Abstract:
Understanding social media contents has been a
primary research topic since the dawn of social networking.
Especially, contextual understanding of the noisy text, which is
characterized by a high percentage of spelling mistakes with
creative spelling, phonetic typing, wordplay, abbreviations,
and Meta tags. Thus, the data processing demands a more
complex system than traditional natural language processors.
Also people easily mixing two or more languages together to
express their thoughts in social media context. So automatic
language identification at word level become as necessary part
for analyzing the noisy content in social media. It would help
with the automated analysis of content generated on social
media. This study uses Tamil-English code-mixed data from
popular social media posts and comments and provided word
level language tags using Natural Language Processing (NLP)
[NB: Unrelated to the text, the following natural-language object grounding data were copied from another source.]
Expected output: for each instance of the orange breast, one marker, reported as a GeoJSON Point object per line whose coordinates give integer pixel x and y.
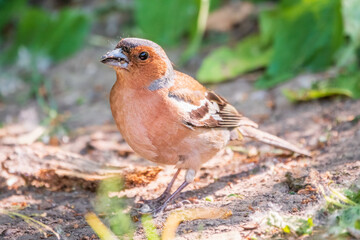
{"type": "Point", "coordinates": [148, 124]}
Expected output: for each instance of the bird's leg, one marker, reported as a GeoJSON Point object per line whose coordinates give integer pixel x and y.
{"type": "Point", "coordinates": [189, 178]}
{"type": "Point", "coordinates": [166, 193]}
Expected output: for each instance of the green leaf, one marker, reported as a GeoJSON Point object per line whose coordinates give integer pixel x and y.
{"type": "Point", "coordinates": [9, 10]}
{"type": "Point", "coordinates": [149, 227]}
{"type": "Point", "coordinates": [287, 229]}
{"type": "Point", "coordinates": [351, 15]}
{"type": "Point", "coordinates": [347, 85]}
{"type": "Point", "coordinates": [311, 94]}
{"type": "Point", "coordinates": [163, 21]}
{"type": "Point", "coordinates": [308, 33]}
{"type": "Point", "coordinates": [224, 62]}
{"type": "Point", "coordinates": [54, 36]}
{"type": "Point", "coordinates": [305, 227]}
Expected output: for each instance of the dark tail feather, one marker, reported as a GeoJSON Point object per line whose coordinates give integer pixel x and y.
{"type": "Point", "coordinates": [254, 133]}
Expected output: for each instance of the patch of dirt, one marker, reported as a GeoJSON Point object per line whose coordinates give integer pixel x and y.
{"type": "Point", "coordinates": [251, 181]}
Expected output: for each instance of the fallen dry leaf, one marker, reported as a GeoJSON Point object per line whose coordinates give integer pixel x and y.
{"type": "Point", "coordinates": [177, 217]}
{"type": "Point", "coordinates": [141, 177]}
{"type": "Point", "coordinates": [250, 226]}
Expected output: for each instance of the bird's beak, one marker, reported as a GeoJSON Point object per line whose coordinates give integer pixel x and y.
{"type": "Point", "coordinates": [115, 58]}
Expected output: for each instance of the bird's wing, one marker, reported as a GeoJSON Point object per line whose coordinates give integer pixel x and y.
{"type": "Point", "coordinates": [202, 108]}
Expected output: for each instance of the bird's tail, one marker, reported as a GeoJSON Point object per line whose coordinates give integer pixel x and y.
{"type": "Point", "coordinates": [254, 133]}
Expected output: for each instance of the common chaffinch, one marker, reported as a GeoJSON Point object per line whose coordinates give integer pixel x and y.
{"type": "Point", "coordinates": [168, 117]}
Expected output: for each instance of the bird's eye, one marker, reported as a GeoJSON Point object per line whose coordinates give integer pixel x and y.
{"type": "Point", "coordinates": [143, 55]}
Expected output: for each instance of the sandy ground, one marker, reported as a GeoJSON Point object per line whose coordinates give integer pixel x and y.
{"type": "Point", "coordinates": [249, 181]}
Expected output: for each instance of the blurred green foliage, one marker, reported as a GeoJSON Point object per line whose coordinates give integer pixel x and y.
{"type": "Point", "coordinates": [305, 35]}
{"type": "Point", "coordinates": [112, 208]}
{"type": "Point", "coordinates": [226, 62]}
{"type": "Point", "coordinates": [32, 40]}
{"type": "Point", "coordinates": [296, 36]}
{"type": "Point", "coordinates": [166, 22]}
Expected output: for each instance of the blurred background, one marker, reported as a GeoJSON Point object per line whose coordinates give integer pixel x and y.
{"type": "Point", "coordinates": [291, 65]}
{"type": "Point", "coordinates": [50, 72]}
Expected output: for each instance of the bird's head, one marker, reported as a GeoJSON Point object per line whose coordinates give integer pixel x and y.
{"type": "Point", "coordinates": [138, 62]}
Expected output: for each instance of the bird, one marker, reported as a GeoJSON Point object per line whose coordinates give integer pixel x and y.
{"type": "Point", "coordinates": [169, 118]}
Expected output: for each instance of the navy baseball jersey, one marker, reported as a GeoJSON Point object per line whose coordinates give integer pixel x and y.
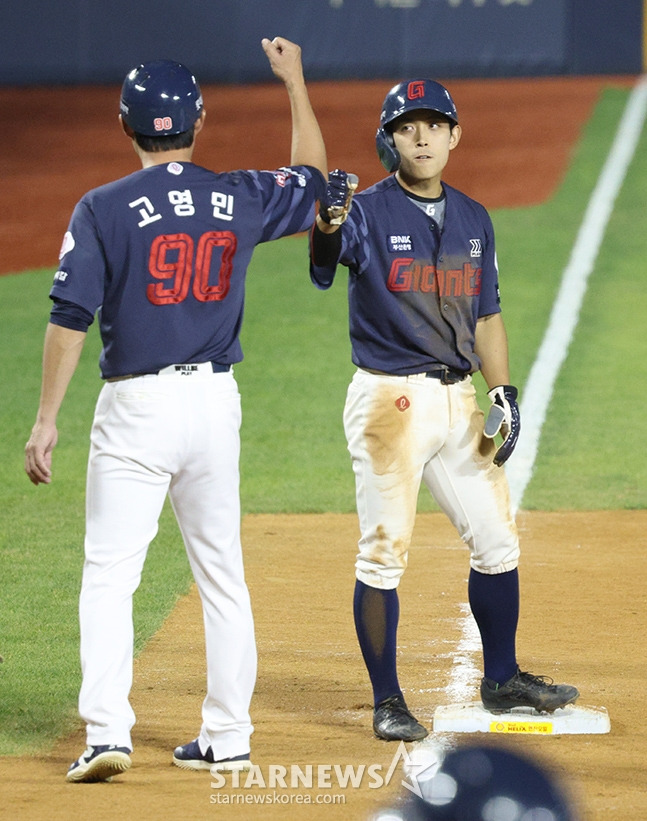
{"type": "Point", "coordinates": [415, 292]}
{"type": "Point", "coordinates": [177, 296]}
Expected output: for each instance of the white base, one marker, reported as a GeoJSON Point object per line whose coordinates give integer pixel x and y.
{"type": "Point", "coordinates": [473, 718]}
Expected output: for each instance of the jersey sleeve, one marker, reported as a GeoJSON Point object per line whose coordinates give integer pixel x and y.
{"type": "Point", "coordinates": [288, 197]}
{"type": "Point", "coordinates": [81, 273]}
{"type": "Point", "coordinates": [489, 301]}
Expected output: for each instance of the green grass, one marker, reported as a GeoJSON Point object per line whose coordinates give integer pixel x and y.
{"type": "Point", "coordinates": [293, 384]}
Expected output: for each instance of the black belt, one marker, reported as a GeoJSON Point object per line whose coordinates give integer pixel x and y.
{"type": "Point", "coordinates": [447, 376]}
{"type": "Point", "coordinates": [217, 367]}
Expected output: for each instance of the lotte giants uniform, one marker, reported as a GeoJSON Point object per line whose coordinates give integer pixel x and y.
{"type": "Point", "coordinates": [162, 256]}
{"type": "Point", "coordinates": [415, 293]}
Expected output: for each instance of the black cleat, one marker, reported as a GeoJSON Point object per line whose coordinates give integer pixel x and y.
{"type": "Point", "coordinates": [392, 721]}
{"type": "Point", "coordinates": [526, 690]}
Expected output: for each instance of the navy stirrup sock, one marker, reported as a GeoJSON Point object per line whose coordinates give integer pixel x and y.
{"type": "Point", "coordinates": [494, 600]}
{"type": "Point", "coordinates": [376, 615]}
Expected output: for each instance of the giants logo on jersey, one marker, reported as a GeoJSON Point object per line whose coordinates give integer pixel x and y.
{"type": "Point", "coordinates": [411, 275]}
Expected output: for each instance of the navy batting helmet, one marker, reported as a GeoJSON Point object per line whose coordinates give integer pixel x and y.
{"type": "Point", "coordinates": [159, 98]}
{"type": "Point", "coordinates": [409, 96]}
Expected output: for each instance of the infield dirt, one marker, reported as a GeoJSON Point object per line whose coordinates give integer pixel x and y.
{"type": "Point", "coordinates": [583, 574]}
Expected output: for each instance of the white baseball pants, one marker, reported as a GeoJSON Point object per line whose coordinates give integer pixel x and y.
{"type": "Point", "coordinates": [153, 435]}
{"type": "Point", "coordinates": [404, 430]}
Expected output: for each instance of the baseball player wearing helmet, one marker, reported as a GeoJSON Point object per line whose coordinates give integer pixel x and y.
{"type": "Point", "coordinates": [162, 255]}
{"type": "Point", "coordinates": [424, 316]}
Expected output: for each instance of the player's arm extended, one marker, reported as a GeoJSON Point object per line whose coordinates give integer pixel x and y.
{"type": "Point", "coordinates": [61, 354]}
{"type": "Point", "coordinates": [308, 147]}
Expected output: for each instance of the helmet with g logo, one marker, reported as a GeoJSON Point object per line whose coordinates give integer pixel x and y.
{"type": "Point", "coordinates": [409, 96]}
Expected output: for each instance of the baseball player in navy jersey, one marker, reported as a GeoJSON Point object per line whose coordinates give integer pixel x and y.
{"type": "Point", "coordinates": [424, 316]}
{"type": "Point", "coordinates": [162, 255]}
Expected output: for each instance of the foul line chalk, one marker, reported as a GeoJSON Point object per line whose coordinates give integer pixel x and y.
{"type": "Point", "coordinates": [566, 309]}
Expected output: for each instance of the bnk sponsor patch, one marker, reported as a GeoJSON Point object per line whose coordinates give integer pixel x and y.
{"type": "Point", "coordinates": [61, 276]}
{"type": "Point", "coordinates": [400, 242]}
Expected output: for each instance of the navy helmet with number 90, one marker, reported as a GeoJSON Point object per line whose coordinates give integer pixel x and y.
{"type": "Point", "coordinates": [159, 98]}
{"type": "Point", "coordinates": [409, 96]}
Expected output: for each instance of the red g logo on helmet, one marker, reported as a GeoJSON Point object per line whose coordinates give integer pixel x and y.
{"type": "Point", "coordinates": [415, 90]}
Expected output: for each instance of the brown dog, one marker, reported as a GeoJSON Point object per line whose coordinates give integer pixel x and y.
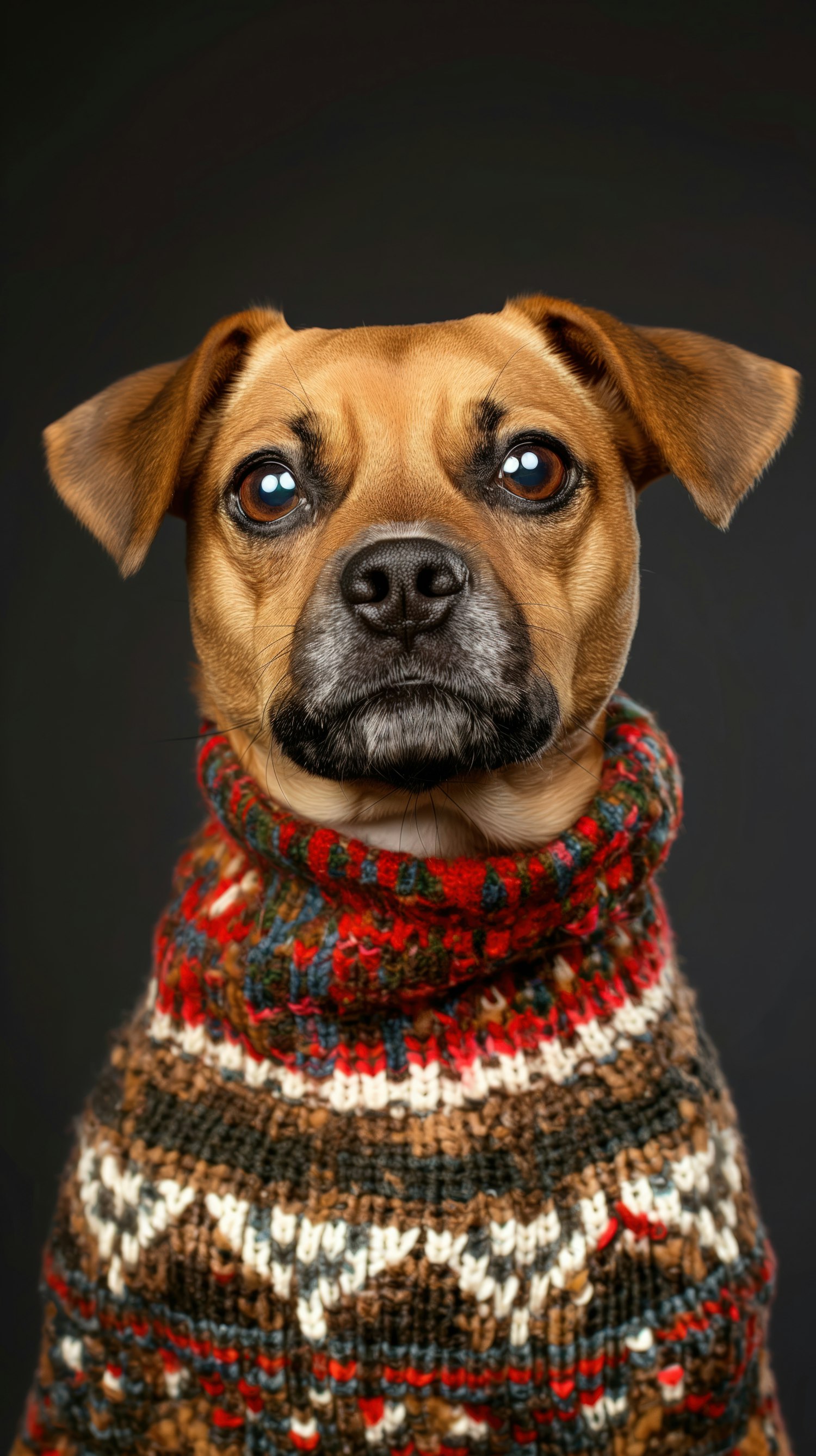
{"type": "Point", "coordinates": [409, 1152]}
{"type": "Point", "coordinates": [413, 644]}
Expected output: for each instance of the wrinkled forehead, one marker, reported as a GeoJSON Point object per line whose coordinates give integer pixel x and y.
{"type": "Point", "coordinates": [422, 380]}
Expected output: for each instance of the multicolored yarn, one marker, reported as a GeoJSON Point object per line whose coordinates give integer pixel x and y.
{"type": "Point", "coordinates": [412, 1157]}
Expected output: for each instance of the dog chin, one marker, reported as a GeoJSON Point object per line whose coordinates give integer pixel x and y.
{"type": "Point", "coordinates": [415, 736]}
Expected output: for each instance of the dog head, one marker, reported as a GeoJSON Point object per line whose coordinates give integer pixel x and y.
{"type": "Point", "coordinates": [412, 552]}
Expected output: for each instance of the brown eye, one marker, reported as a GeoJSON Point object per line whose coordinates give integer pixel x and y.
{"type": "Point", "coordinates": [268, 492]}
{"type": "Point", "coordinates": [533, 472]}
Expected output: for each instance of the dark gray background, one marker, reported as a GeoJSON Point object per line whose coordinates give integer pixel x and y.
{"type": "Point", "coordinates": [389, 164]}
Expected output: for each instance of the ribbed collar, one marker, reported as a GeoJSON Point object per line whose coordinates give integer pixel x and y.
{"type": "Point", "coordinates": [586, 874]}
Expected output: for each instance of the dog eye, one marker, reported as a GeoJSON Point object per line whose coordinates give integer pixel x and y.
{"type": "Point", "coordinates": [533, 472]}
{"type": "Point", "coordinates": [268, 492]}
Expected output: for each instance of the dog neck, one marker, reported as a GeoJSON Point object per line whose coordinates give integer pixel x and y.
{"type": "Point", "coordinates": [520, 807]}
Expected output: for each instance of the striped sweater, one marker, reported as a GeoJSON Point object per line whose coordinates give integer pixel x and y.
{"type": "Point", "coordinates": [412, 1157]}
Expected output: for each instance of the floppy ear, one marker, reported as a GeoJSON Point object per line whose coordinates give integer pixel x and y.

and modern Machine Learning (ML) technologies. The
methodology used for this system is a novel approach
implemented as machine learning classifier based on features
such as Tamil Unicode characters in Roman scripts,
dictionaries, double consonant, and term frequency. Different
machine learning classifiers such as Naive Bayes, Logistic
Regression, Support Vector Machines (SVM), Decision Trees
and Random Forest used in training and testing. Among that
the highest accuracy of 89.46% was obtained in SVM classifier.
Citation:
K. Shanmugalingam, S. Sumathipala and C. Premachandra, "Word Level Language Identification of Code Mixing Text in Social Media using NLP," 2018 3rd International Conference on Information Technology Research (ICITR), 2018, pp. 1-5, doi: 10.1109/ICITR.2018.8736127.